In Douglas Oil Co. v. Petrol Stops Northwest, 441 U.S. 211, 99 S.Ct. 1667, 60 L.Ed.2d 156 (1979), the Supreme Court articulated a three-part test for determining when grand jury materials may be released *916 pursuant to the judicial proceedings exception. The moving party must show that: (1) the material he seeks is needed to avoid a possible injustice in another judicial proceeding; (2) the need for disclosure is greater than the need for continued secrecy; and (3) the request is structured to cover only needed materials. Id. at 222, 99 S.Ct. at 1674. The Court has further required that there be a "strong showing of particularized need." United States v. Sells Engineering, Inc., 463 U.S. 418, 434, 103 S.Ct. 3133, 3148, 77 L.Ed.2d 743 (1983). Appellant asserts a need to review the testimony of Celestine Rahman and Demetrius Petillo, former co-workers, and Beauford Massey, the Hospital's head of security. While being deposed in the civil matter, neither Rahman nor Massey could remember what they had said to the grand jury. Petillo reportedly provided written statements during the criminal investigation which conflicted with his deposition testimony. Appellant thus claims that the grand jury minutes are necessary for refreshing these witnesses' recollection or for impeachment. In United States v. Proctor & Gamble, 356 U.S. 677, 78 S.Ct. 983, 2 L.Ed.2d 1077 (1958), the Supreme Court cited witness impeachment and refreshing recollection as examples of sufficient particularized need. Id. at 683, 78 S.Ct. at 987.

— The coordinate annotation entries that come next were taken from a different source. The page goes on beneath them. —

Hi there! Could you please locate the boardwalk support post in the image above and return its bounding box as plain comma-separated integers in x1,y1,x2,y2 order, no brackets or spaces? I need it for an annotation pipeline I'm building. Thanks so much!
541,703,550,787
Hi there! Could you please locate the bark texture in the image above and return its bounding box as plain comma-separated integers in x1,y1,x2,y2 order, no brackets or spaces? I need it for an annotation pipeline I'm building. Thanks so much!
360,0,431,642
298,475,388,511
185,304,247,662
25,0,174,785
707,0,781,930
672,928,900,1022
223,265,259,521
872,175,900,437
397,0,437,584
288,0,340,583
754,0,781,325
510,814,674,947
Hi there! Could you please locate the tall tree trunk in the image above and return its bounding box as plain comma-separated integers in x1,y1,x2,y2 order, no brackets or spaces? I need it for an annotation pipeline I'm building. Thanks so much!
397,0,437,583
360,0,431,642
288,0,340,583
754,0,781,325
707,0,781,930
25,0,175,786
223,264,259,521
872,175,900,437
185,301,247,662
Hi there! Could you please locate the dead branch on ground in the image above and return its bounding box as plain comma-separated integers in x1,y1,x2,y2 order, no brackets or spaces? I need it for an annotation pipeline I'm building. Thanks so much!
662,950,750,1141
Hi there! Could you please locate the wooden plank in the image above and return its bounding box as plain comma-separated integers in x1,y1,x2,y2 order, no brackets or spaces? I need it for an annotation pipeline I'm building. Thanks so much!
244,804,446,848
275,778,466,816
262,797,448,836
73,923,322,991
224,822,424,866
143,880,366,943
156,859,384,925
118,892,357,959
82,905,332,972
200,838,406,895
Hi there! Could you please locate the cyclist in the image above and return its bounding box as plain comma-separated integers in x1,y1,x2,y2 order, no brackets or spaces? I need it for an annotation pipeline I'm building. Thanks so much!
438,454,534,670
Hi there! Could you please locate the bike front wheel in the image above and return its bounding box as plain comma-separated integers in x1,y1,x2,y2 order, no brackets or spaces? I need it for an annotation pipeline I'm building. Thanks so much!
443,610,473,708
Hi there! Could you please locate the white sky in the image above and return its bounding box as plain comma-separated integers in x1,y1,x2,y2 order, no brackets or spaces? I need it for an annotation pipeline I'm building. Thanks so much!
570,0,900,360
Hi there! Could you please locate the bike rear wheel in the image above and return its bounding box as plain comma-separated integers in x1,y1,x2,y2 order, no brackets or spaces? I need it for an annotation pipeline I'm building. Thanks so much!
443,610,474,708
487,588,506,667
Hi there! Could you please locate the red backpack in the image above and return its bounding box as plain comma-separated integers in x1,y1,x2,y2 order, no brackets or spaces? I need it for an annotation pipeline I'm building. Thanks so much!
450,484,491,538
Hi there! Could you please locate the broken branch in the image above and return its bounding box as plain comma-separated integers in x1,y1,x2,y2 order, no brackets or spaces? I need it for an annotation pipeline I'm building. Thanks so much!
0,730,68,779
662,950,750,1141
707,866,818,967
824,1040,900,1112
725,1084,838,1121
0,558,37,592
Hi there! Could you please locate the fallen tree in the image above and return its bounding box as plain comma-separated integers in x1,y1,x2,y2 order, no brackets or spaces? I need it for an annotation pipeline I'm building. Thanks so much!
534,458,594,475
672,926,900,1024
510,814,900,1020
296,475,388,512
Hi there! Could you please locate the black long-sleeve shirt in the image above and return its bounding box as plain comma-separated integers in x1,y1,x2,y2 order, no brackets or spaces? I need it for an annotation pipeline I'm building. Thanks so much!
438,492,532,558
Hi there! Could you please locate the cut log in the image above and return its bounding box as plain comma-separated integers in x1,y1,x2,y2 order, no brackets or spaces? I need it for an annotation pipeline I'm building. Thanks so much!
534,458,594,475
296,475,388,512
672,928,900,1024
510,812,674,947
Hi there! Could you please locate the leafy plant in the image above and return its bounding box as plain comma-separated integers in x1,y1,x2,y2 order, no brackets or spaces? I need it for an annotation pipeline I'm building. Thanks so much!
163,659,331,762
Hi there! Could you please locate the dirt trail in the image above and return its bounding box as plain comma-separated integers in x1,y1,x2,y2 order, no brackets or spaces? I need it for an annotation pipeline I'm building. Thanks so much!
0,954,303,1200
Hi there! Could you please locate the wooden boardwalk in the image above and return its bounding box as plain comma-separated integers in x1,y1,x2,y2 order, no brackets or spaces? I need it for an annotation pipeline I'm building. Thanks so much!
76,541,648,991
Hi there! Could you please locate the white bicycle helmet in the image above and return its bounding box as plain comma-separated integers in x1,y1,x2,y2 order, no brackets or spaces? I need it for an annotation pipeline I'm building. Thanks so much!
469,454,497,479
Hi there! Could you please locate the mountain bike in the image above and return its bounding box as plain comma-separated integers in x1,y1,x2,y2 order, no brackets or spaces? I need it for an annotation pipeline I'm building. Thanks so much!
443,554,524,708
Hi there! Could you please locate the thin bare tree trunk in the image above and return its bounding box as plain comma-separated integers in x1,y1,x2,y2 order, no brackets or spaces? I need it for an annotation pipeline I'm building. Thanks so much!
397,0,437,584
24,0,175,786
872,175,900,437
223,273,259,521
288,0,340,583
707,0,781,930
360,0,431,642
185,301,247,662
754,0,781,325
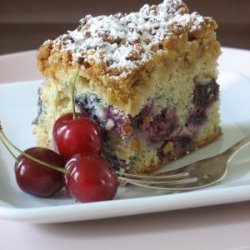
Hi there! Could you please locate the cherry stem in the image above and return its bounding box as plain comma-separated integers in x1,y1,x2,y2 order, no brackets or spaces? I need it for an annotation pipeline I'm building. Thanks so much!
0,123,69,174
72,67,80,120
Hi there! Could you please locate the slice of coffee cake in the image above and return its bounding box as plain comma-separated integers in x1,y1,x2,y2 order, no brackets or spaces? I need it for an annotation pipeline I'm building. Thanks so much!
35,0,221,173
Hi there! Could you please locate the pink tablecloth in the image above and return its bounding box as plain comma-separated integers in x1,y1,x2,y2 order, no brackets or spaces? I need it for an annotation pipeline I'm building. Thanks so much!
0,49,250,250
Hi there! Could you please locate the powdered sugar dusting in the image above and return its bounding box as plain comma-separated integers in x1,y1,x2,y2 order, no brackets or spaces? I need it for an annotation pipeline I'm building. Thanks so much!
50,0,209,78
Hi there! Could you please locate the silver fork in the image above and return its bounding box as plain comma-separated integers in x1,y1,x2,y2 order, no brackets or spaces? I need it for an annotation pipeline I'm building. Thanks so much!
117,137,250,191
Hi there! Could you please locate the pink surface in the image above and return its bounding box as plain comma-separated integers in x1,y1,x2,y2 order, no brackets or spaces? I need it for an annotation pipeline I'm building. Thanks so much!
0,49,250,250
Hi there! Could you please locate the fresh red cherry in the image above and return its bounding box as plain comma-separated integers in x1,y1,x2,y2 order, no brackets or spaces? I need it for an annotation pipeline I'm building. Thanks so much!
15,147,65,197
65,154,118,202
53,113,102,159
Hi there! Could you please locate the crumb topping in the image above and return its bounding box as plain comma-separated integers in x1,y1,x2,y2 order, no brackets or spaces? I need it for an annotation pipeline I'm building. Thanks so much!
47,0,210,78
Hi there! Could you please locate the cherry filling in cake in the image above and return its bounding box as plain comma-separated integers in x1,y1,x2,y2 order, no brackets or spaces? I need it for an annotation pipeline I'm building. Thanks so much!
75,80,219,171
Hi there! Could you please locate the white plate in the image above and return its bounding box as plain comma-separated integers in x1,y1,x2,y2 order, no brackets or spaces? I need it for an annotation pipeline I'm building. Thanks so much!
0,72,250,223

In countering appellant's asserted need, the government points out that appellant has written statements from Rahman and Petillo, as well as a memorandum from Massey to the Hospital Director which detailed Massey's investigation and included thirteen attachments. Thus, reasons the government, appellant already has sufficient information with which to refresh recollection or impeach. However, appellant advises, and the government does not contest, that the available documents, few of which are in the record, concern primarily the theft of patient valuables. Although a corresponding grand larceny charge was presented to the grand jury, appellant was indicted only for embezzling hospital funds. Thus, according to her, the documents provided to her were in large part irrelevant to the facts underlying the embezzlement counts.

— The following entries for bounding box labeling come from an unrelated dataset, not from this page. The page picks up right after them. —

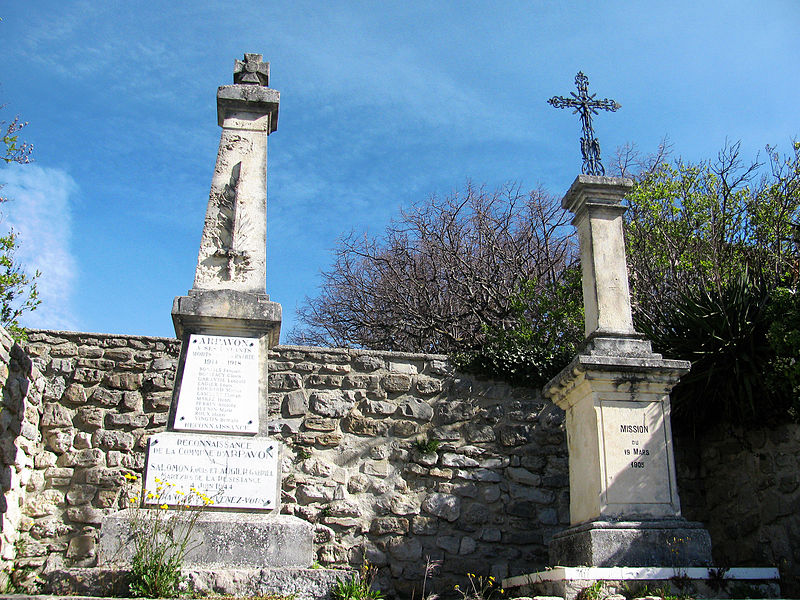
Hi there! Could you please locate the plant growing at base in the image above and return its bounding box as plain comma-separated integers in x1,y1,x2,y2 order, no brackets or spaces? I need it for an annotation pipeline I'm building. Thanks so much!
411,555,442,600
331,559,383,600
414,438,439,454
575,581,603,600
125,474,214,598
454,573,506,600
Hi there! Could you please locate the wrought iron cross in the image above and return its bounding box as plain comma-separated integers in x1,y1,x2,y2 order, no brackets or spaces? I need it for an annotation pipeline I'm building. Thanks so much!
547,71,622,175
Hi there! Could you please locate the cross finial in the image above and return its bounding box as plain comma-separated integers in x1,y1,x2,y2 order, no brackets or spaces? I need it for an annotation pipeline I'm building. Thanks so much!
547,71,622,175
233,53,269,87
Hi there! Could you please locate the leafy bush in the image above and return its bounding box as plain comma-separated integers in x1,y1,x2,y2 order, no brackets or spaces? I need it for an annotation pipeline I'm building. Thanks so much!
637,273,788,428
452,267,583,387
626,143,800,430
0,231,41,341
331,560,383,600
125,475,213,598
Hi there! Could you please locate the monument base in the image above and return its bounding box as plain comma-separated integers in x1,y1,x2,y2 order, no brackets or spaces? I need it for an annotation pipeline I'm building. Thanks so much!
502,567,781,600
98,509,314,569
42,567,353,600
549,519,712,567
172,289,282,348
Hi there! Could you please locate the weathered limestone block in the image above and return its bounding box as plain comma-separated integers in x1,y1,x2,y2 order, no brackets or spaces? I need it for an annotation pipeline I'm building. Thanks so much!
269,373,303,391
506,467,542,486
66,483,97,505
61,383,86,404
45,429,75,455
422,493,461,522
78,346,103,358
103,348,133,363
386,537,422,561
77,406,106,430
23,489,64,518
342,414,389,437
303,415,338,431
310,390,355,417
360,400,398,416
92,430,135,450
40,402,75,429
283,390,308,416
56,448,106,467
104,372,142,390
106,411,150,429
89,386,122,408
416,376,444,396
50,340,78,357
400,398,433,421
381,374,412,393
369,517,409,535
436,401,479,425
442,452,480,467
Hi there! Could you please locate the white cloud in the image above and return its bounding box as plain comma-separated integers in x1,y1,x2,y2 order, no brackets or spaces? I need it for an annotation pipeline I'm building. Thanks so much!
0,164,78,330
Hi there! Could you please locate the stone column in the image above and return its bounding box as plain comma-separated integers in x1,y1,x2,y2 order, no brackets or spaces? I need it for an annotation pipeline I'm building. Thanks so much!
544,175,711,567
99,54,313,569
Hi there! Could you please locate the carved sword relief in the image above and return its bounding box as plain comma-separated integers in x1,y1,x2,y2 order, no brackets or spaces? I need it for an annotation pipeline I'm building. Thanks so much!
214,162,253,281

In determining whether grand jury transcripts ought to be released, a trial court is "infused with substantial discretion." Douglas Oil Co. v. Petrol Stops Northwest, supra, 441 U.S. at 223, 99 S.Ct. at 1675. Johnson v. United States, 398 A.2d 354 (D.C.1979), sets out the factors that an appellate court must consider when it reviews an exercise of discretion by the trial court. They include: (1) whether the determination was committed to the trial court's discretion; (2) if the trial judge recognized his discretionary powers, whether he purported to exercise them; (3) whether the record reflected sufficient facts upon which the determination was based; and (4) whether the court exercised its discretion erroneously, and if so, whether the error requires reversal. Id. at 363-66. In this case, it is not clear whether Judge Greene exercised his discretion and made a determination that the need for continued secrecy of the grand jury materials outweighed appellant's asserted need for them.[1]

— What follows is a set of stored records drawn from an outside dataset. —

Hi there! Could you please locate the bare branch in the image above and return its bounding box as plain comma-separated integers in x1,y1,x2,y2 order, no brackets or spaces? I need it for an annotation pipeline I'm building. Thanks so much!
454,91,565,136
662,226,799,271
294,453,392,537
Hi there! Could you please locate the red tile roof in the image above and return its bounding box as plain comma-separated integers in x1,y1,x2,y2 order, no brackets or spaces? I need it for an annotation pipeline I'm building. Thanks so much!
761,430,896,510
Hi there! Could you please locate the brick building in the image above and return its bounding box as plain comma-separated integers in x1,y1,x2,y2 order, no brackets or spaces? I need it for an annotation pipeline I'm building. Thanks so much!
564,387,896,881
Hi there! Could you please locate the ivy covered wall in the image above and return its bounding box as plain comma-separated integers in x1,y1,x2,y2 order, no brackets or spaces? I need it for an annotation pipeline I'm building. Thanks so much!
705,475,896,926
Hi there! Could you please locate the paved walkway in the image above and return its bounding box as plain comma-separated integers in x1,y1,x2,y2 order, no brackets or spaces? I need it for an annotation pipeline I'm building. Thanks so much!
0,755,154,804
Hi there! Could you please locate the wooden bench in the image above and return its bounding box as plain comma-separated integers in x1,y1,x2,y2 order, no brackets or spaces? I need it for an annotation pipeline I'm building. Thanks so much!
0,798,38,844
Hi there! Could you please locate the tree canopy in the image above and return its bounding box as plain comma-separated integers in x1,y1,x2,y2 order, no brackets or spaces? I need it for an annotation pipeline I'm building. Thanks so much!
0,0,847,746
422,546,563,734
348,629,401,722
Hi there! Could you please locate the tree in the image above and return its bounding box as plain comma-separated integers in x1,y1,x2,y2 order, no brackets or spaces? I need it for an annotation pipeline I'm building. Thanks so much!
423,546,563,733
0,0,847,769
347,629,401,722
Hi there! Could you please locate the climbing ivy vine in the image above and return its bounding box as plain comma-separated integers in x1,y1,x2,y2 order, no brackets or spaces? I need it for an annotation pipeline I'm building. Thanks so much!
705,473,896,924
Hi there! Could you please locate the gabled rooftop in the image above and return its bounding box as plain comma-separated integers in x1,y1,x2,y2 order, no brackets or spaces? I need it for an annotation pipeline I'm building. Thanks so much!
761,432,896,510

Accordingly, we vacate the order denying production of the witnesses' grand jury testimony and remand the case with instructions that the trial court conduct an in camera inspection of the requested grand jury materials and again rule on the motion.

So ordered.

NOTES

[1] Had appellant's criminal case proceeded to trial, she would have been given access to the requested grand jury materials, absent a strong reason for maintaining secrecy. See Allen v. United States, 129 U.S.App.D.C. 61, 66-67, 390 F.2d 476, 481-82 (1968). Thus the government's general assertion of a continued need for secrecy, which does not address information specific to these grand jury materials, is not compelling.